Возражая против социализма, подпольный человек пишет: «Ведь все дело-то человеческое, кажется, и действительно в том только и состоит, чтобы человек поминутно доказывал себе, что он человек, а не штифтик! Хоть своими боками, да доказывал; хоть троглодитством, да доказывал!»
Для безбожников Достоевского все дело человеческое также как будто в том только и состоит, чтобы поминутно доказывать себе свою независимость от бога — хоть своими боками, хоть троглодитством, а доказывать.

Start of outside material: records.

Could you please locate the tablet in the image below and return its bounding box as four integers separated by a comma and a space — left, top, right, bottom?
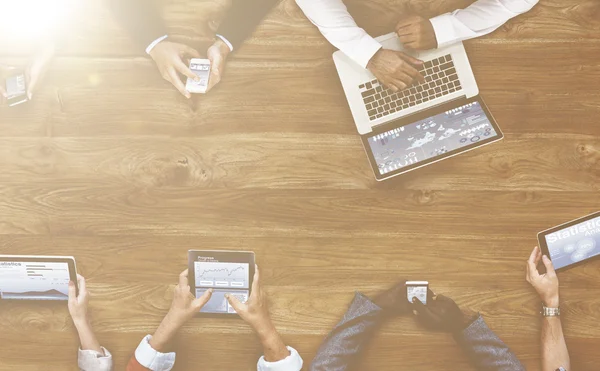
188, 250, 255, 316
0, 255, 77, 300
538, 211, 600, 271
362, 96, 503, 181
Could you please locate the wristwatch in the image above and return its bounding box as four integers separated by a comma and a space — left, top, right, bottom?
542, 304, 560, 317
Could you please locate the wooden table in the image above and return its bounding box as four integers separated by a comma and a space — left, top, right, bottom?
0, 0, 599, 370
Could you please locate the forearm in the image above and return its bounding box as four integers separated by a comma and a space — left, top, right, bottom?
311, 293, 383, 371
73, 319, 103, 354
295, 0, 381, 68
216, 0, 278, 51
256, 322, 291, 362
429, 0, 539, 48
150, 311, 183, 352
541, 317, 570, 371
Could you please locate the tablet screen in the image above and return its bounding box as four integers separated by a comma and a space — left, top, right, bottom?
0, 261, 70, 300
544, 214, 600, 269
367, 100, 500, 176
193, 257, 250, 314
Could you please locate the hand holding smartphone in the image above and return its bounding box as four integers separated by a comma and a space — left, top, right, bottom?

При том жизнеощущении, которым полон Достоевский, это упорное богоборчество его вполне естественно. Мир ужасен, человек безнадежно слаб и безмерно несчастен, жизнь без бога — это «медленное страдание и смерть» (Ставрогин). Какая же, в таком случае, свободаобращения к богу, какая любовь к нему? Нищий, иззябший калека стоит во мраке перед чертогом властителя. Если он запоет властителю хвалу, то потому ли, что возлюбил его, или только потому, что в чертоге тепло и светло?
Босая женщина бродила по улицам Александрии с факелом в одной руке, с кувшином в другой, и восклицала:
«Я сожгу небо этим факелом и затушу адский огонь этой водой, чтобы человек мог любить бога только ради его самого».
Для Достоевского же нет добродетели, если нет бессмертия; только убить себя остается, если нет бессмертия; невозможно жить и дышать, если нет бессмертия. На что нужен был бы Достоевскому бог, если бы предприятие александрийской женщины удалось? Знаменательная черточка: для Достоевского понятия «бог» и «личное бессмертие человека» неразрывно связаны между собою, для него это простые синонимы. Между тем связь эта вовсе ведь не обязательна.
Любить бога только ради него самого, без гарантированного человеку бессмертия… За что? За этот мир, полный ужаса, разъединения и скорби? За мрачную душу свою, в которой копошатся пауки и фаланги? Нет, любви тут быть не может. Тут возможен только горький и буйный вопрос Ипполита:
«Неужели нельзя меня просто съесть, не требуя от меня похвал тому, что меня съело?»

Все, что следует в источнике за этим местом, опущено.